A few things could have happened. 1.) the process of parsing erroneously excluded the character, 2.) The script did not have the character but the film did, or 3). this is a minor character which was excluded from the study.

“Wait…you’re excluding minor characters????”

Yes. And by minor character, I mean less than 100 words of dialogue. Matching characters to an IMDB page is a very error-prone process. Usually it’s smooth sailing for major characters, but not so much for minor. For example, a minor character might be the “hooker” (sic) from the Trading Places script, who utters a grand total of ~10 words. Technically she’s in the film, but roles like these are poorly labeled on the IMDB cast list. On the cast page, they might call her “lady on street.” And to identify gender, we use a person’s IMDB page. So without that, we need pronouns from the script or have watched the film.

We were willing to exclude these from the analysis because the spirit of the entire project was measuring dialogue by gender across a large sample of films. Major characters typically have 2,000 to 5,000 words of dialogue. We are excluding characters with less than 100. So from an overall stats perspective, we’re introducing a very small amount of error. In the case of Trading Places, its stat would move from 95% male dialogue to maybe 94%, assuming that the other remaining minor characters wouldn’t skew it further the other way (which in all cases, it probably would).

“Ok. But I still don’t see lines for character X.”

Please send any obvious omissions to us at matt@polygraph.cool or tweet at me @matthew_daniels. This is a massive dataset and we’re very aware that there are missing characters from the scripts. That said, we’re still confident that a 90% accurate dataset produces the same general message as a 100% accurate dataset. You’d also have to be confident that the 10% of errors would not have the same characteristics as the remaining 90% in order for the results to shift.

That all said, we’re still fixing errors. We survived a front-page mention on Reddit, 4,000 comments, and thousands of tweets. Over a million people have visited the project, and we’ve fixed any errors that they’ve mentioned…and it’s basically the same results :)

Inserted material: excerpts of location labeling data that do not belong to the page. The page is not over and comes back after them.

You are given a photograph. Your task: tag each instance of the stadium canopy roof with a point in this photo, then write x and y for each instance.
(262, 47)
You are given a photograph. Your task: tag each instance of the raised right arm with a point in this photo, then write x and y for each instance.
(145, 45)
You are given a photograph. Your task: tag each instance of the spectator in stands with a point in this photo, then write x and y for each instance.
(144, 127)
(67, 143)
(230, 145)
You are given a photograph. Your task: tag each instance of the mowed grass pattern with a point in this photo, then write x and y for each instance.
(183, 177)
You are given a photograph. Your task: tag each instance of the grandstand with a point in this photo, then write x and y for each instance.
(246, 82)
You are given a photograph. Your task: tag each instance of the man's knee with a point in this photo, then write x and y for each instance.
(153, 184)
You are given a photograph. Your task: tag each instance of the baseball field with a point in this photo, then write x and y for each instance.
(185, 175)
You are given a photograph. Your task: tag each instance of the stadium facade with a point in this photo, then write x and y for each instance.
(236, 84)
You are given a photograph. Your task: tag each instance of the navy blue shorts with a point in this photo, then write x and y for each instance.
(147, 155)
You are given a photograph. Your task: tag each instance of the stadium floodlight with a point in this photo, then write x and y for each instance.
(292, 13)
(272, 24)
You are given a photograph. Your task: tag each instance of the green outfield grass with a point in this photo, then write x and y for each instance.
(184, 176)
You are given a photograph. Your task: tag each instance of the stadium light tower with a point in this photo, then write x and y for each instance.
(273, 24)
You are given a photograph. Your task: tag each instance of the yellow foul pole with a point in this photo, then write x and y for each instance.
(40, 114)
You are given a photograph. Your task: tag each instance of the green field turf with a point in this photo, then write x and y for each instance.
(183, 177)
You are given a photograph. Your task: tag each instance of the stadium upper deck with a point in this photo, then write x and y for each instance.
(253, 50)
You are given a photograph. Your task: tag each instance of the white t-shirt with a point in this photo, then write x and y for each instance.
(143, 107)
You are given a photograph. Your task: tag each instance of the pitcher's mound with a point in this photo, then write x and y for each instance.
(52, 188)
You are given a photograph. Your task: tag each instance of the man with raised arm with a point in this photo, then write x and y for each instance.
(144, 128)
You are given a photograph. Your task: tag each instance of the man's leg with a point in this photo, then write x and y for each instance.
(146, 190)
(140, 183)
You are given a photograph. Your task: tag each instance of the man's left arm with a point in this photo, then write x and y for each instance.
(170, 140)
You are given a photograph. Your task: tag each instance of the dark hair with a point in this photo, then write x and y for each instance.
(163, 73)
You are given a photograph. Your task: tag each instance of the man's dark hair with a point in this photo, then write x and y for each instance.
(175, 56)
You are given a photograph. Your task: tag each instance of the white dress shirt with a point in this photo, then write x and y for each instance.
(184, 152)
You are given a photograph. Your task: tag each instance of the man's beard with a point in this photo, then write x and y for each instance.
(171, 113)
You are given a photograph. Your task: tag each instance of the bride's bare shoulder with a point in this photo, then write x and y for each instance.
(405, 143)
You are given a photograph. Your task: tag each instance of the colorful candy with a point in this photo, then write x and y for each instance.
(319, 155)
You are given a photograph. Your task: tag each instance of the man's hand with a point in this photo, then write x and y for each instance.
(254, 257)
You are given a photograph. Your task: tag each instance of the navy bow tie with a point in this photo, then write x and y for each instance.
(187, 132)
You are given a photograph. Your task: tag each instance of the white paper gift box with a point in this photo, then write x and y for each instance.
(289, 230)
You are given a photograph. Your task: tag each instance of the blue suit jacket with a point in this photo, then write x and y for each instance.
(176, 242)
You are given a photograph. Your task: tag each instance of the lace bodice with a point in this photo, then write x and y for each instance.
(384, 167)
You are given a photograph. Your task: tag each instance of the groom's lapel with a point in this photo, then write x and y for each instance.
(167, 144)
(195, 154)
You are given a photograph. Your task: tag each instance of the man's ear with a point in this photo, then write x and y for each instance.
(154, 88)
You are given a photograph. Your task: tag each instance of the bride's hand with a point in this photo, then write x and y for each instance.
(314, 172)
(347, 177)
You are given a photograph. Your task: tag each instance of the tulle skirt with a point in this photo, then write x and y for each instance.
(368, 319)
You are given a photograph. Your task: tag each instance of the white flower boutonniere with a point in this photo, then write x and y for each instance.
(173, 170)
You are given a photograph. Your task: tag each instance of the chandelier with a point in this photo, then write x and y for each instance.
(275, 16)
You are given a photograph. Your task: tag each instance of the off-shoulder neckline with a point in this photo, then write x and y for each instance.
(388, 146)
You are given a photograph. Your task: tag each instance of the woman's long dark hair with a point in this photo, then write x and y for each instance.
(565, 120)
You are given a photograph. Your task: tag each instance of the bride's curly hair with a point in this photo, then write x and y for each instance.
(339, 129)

“Wait, but let’s talk about gender. How do you know the monster in Monsters Inc. is a boy!”

We don’t. As a rule of thumb, we used the actor/actress’s IMDB info to identify gender. So in some cases, this creates inaccuracies. Sometimes, women voice male characters. Bart Simpson, for example, is voiced by a woman. We’re aware that this means some of the data is wrong, AND we’re still fine with the methodology and approach.

“This study is bullshit because you didn’t…form a representative sample.”

True. At first, we wanted to normalize the sample by using only films in the top 1,000 by box office. But we quickly realized that it would impossible to get a screenplay for each of these films.

So we went big instead: visualize the data for every screenplay that we could find. This means that the sample could be skewed by the availability of screenplays on the Internet OR we could have nefariously cherry-picked screenplays to prove an agenda.

That all said, I also think that it’s hard to actually find a proper sample. What’s representative of Hollywood? Big budget or small? What genres? Should it be weighted by box office?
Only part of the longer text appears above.